To answer the question, let’s repeat the training/test split multiple times and record the accuracy measures. Since snaive produces 24-month forecasts by default, and we have data from 1982 through 2013, let’s vary the date of the training/test split over a 10-year window from 2002/01 through 2011/12.

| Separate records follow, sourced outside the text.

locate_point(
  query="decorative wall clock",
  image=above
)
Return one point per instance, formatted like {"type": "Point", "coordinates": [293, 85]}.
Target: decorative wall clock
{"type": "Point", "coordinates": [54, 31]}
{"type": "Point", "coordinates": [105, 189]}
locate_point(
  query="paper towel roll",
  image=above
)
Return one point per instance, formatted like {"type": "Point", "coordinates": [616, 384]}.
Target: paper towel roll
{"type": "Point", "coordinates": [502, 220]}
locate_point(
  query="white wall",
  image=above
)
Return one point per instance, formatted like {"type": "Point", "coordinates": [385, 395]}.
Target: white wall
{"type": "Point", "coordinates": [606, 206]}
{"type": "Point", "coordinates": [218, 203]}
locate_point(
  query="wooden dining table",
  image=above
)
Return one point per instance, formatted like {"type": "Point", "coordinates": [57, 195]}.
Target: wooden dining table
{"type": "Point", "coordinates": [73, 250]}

# 120-month window starting in 2002/01
start.yr <- 2002
months <- 120

# initialize training/test performance
perf.train <- NULL
perf.test <- NULL

# loop through 120 months of training/test splits
for (j in 1:months) {
  temp.train <- window(myts, end = c(start.yr, j))
  temp.test <- window(myts, start = c(start.yr, j + 1))
  temp.fc <- snaive(temp.train)
  temp.acc <- accuracy(temp.fc, temp.test)
  perf.train <- rbind(perf.train, temp.acc[1, 2:5])
  perf.test <- rbind(perf.test, temp.acc[2, 2:5])
}

# create dataframe for ggplot
cbind(Time = 1:months, Series = "Training", as_tibble(perf.train)) %>%
  pivot_longer(cols = RMSE:MAPE, names_to = "Metric", values_to = "Value") ->
  df.train
cbind(Time = 1:months, Series = "Test", as_tibble(perf.test)) %>%
  pivot_longer(cols = RMSE:MAPE, names_to = "Metric", values_to = "Value") ->
  df.test
df <- rbind(df.train, df.test)

# plot perf metrics
ggplot(df, aes(x = 2002 + (Time-1)/12, y = Value, col = Series)) + 
  geom_line() + 
  geom_vline(xintercept=2011, lty = 2) + 
  facet_wrap(~ Metric, scales = "free") + 
  labs(title = "Performance metrics for training/test splits from 2002/01 to 2011/12", 
       subtitle = "Dashed vertical line = 2011", 
       x = "Month", y = "") + 
  guides(colour=guide_legend(title="Dataset")) + 
  theme(legend.position = "bottom")

The plots demonstrate that the accuracy measures evaluated on the test set are highly sensitive to the choice of training/test split. For instance, for training/test splits ranging from 2002/01 to 2011/12 (while holding the length of the forecast window constant at 24 months), the RMSE varies between 20 and 50+ and the MAPE varies between 4% and 16%+. This sensitivity is explained by the 24-month forecast window on the test data, during which time the actuals may vary substantially from the prior 12-month period used for the seasonal naive model. On the other hand, the accuracy measures evaluated on the training set are not very sensitive to the training/test split, since the fitted values are “forecast” over a 1-month window and also the accuracy measures are averaged over a much longer timeframe.

Finally, the dashed vertical lines in the plots highlight that 2011/01 represents a training/test split that produces stronger performance metrics for the test set than the training set, which confirms our observation in part (d) above.